Отец принес из кухни в гостиную свое пиво, и мы сели ужинать. Ни один из нас не выразил ни малейшего желания открыть бутылку вина, принесенную Анной. Отец бросил взгляд на ее этикетку, поджал – в знак одобрения – губы и поставил бутылку в кухонный шкаф.
– Откроем ее, когда Бетти вернется из больницы, – сказал он.
Затем мы поговорили о том, какой хороший человек эта Анна, медленно – без особого аппетита – поглощая приготовленный ею ужин (хотя и следовало признать, что салат был великолепным, а гамбургер – мягким и сочным). Анна принесла также какой-то дорогой уксус в очень красивой бутылочке, внутри которой виднелась веточка тимьяна, и оставила ее в кухне. Когда я смотрела на эту бутылочку, меня почему-то охватывали противоречивые чувства.
Я обычно ходила навестить маму или в полдень, когда клиенты обедали дома либо в офисе (в зависимости от того, где протекала днем их жизнь), или рано утром – чтобы поговорить с врачами. Мне день за днем приходилось подниматься и спускаться на эскалаторах в метро и подниматься и спускаться в лифтах. Мама как-то раз сказала, что я стала стройнее и красивее. «Все идет хорошо, мама», – ответила я. Почему я сказала ей, что все идет хорошо? Все шло так, как шло, – и не более того. Отец навещал маму в конце рабочего дня – то в восемь часов вечера, то в девять. И получалось, что маму навещают каждый день два раза. А теперь, когда к нам добавилась Анна, – три. Однако мы с отцом не рассказали Анне, в какое время каждый из нас приходит в больницу, а потому получилось так, что через два или три дня после того, как она приготовила нам ужин, отец столкнулся с ней в больнице, и они поехали вместе на его такси к нам домой. Когда домой пришла я, отец, сидя на веранде, пил какой-то аперитив, а Анна приправляла салат дорогим уксусом и накладывала в тарелки удивительно вкусно пахнущие спагетти (мама никогда не добавляла к спагетти ничего ароматного), причем использовала для этого изящные кухонные щипцы, которые я в нашей кухне никогда раньше не видела.
– Ты пришла вовремя, – сказала Анна. – По-моему, Бетти стало лучше. Или тебе так не показалось?
Нет, мне так не показалось. Она выглядела так же, как и раньше. Я, вместо того чтобы продолжить разговор о матери, начатый Анной, спросила у нее о Гусе. Гус был единственным живым существом, которое у нас тесно ассоциировалось с ней. У нее не было детей, у нее не было мужа. Как-то раз она упомянула о каком-то брате, который, она вроде бы сказала, жил за границей, в Индонезии.
– Я не могла взять Гуса с собой в больницу.
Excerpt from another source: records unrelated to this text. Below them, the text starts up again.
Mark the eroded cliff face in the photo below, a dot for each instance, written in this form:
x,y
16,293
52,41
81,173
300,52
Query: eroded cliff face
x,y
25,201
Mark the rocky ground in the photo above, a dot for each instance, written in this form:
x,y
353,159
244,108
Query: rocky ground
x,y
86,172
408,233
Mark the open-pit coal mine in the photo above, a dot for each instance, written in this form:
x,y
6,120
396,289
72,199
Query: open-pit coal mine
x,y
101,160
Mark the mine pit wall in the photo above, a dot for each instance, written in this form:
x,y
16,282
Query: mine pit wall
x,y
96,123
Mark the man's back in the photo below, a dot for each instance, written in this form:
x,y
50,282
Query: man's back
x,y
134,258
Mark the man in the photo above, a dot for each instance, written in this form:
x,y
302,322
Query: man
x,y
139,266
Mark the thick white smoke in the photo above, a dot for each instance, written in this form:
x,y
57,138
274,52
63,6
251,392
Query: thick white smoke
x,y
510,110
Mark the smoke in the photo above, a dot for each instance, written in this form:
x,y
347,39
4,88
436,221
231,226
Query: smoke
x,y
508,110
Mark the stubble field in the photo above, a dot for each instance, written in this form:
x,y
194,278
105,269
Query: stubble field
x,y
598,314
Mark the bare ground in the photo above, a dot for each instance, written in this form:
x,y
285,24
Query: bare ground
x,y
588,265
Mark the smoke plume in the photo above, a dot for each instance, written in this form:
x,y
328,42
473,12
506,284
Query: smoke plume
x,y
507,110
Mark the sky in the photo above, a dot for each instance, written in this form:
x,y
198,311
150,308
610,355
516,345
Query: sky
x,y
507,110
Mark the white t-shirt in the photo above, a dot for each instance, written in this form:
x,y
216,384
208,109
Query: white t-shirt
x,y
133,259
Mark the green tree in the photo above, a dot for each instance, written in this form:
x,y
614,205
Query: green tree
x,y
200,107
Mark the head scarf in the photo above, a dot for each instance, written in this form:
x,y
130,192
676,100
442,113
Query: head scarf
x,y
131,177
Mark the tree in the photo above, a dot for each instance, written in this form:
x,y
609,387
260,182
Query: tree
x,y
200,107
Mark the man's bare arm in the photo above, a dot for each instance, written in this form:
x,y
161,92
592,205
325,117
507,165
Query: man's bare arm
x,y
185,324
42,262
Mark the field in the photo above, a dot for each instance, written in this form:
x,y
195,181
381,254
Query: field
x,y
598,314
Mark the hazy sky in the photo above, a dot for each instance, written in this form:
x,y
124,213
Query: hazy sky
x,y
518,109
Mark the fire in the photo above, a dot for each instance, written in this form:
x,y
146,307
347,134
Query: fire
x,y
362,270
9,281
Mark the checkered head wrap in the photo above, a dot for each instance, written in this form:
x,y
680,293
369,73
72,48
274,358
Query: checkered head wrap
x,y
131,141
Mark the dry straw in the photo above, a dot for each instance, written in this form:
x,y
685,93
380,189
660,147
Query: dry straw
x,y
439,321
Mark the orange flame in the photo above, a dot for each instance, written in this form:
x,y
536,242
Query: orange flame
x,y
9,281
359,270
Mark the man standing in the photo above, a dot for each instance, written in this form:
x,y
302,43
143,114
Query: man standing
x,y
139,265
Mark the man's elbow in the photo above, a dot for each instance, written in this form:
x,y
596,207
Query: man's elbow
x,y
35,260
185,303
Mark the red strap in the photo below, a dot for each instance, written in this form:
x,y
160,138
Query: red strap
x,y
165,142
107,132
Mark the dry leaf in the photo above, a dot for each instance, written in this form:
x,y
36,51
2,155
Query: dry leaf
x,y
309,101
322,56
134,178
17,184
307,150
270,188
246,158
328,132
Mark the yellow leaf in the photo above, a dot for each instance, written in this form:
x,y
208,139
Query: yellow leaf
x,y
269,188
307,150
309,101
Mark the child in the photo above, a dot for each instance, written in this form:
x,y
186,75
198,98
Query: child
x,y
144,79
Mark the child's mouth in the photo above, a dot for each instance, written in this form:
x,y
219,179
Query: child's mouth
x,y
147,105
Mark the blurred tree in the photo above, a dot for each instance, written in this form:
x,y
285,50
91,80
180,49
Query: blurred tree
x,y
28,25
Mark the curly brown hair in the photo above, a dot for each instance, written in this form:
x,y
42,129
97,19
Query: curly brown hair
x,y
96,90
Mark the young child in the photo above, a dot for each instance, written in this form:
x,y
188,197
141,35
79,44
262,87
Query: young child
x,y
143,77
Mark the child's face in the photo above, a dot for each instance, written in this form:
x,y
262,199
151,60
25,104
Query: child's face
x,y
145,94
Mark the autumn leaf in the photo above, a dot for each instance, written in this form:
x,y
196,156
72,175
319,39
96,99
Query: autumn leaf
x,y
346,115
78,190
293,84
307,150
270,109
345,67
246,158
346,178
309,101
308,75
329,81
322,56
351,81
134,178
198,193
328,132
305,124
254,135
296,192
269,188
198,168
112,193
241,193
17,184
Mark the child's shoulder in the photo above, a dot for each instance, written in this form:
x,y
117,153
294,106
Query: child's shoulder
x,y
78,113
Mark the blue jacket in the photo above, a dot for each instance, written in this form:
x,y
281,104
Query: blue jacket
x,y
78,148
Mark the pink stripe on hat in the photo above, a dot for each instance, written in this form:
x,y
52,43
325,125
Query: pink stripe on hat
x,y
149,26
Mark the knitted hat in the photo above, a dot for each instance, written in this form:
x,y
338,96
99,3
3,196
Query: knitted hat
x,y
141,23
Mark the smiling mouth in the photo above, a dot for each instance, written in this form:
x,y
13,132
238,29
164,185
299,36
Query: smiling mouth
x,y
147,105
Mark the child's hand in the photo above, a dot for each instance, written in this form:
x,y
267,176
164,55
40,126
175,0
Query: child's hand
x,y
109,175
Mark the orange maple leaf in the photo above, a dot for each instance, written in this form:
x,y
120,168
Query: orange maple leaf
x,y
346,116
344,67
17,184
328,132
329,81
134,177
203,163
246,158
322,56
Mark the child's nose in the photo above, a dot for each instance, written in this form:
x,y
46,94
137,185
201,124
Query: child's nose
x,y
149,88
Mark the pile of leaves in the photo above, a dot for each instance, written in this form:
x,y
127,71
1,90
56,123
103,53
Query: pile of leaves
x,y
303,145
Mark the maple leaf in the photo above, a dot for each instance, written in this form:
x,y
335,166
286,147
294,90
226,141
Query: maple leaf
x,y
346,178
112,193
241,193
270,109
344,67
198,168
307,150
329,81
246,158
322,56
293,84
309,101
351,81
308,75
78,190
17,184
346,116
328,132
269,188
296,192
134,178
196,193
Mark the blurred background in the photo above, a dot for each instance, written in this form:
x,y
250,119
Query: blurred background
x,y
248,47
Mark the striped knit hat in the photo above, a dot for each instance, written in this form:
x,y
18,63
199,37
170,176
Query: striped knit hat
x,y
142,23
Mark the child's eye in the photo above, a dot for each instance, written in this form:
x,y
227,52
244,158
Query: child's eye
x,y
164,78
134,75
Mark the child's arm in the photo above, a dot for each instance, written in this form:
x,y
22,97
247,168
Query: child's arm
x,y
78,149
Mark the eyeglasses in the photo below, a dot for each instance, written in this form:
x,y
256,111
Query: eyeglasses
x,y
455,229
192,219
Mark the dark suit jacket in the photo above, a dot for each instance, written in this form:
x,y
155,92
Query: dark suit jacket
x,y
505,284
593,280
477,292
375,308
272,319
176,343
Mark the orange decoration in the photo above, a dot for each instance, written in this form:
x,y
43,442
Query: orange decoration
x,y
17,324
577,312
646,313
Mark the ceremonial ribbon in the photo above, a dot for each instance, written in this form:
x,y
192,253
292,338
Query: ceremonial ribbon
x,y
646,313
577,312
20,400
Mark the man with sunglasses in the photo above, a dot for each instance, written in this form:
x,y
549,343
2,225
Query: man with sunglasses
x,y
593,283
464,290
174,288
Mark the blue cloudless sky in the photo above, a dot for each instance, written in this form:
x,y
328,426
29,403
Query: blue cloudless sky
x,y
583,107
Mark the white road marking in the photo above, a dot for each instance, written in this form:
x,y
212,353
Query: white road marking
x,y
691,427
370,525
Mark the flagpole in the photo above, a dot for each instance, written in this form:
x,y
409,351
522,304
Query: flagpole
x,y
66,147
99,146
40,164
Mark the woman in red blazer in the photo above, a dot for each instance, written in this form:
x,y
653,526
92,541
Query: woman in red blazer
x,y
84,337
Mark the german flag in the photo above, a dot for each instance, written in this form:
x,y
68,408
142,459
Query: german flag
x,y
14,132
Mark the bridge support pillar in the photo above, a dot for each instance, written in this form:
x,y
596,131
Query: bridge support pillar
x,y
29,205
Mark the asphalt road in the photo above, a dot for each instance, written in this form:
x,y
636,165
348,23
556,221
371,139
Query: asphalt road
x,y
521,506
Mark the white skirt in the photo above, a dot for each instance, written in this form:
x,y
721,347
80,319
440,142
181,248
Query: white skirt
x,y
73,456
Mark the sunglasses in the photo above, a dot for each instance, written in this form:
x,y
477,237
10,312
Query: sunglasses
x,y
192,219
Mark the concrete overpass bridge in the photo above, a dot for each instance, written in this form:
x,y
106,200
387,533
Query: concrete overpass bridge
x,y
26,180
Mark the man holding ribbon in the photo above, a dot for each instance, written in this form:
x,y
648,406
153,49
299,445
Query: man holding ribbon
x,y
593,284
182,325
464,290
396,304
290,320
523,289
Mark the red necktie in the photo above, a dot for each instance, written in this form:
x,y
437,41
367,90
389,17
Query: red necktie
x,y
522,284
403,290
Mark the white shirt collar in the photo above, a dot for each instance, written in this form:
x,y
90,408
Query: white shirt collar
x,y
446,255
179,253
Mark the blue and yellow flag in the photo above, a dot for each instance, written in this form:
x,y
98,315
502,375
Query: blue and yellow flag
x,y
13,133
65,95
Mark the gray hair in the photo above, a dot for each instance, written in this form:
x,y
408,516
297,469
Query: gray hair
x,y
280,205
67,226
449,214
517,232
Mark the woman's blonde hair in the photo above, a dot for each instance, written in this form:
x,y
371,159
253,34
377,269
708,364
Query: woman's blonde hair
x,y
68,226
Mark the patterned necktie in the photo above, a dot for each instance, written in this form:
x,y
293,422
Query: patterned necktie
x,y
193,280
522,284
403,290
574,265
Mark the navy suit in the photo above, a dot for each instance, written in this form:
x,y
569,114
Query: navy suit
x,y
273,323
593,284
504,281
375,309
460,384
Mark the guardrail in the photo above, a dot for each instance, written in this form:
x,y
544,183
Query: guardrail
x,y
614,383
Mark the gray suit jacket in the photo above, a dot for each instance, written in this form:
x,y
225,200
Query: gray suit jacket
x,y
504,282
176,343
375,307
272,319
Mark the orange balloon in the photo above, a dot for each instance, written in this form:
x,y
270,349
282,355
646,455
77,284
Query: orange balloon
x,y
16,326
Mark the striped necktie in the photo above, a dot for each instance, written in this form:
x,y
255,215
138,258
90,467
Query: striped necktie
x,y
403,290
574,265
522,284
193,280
Я погуляю с ним, когда вернусь домой.
Приглашать ее поужинать с нами не было необходимости: в этот раз это воспринималось как нечто само собой разумеющееся. Анна принесла с собой еще одну бутылку вина, которую она открыла еще до того, как мы успели что-то возразить. Мы с отцом с досадой переглянулись. Одно дело, если отец выпьет две или три банки пива, и совсем другое, если мы станем распивать большущую бутылку вина, когда мама…
– Давайте, – сказала Анна, заметив, как мы переглянулись, и продолжая держать бутылку на весу, в руках. – Спагетти нужно запивать небольшим количеством вина. Если запивать водой, они собьются в желудке в ком. Бетти со мной согласилась бы.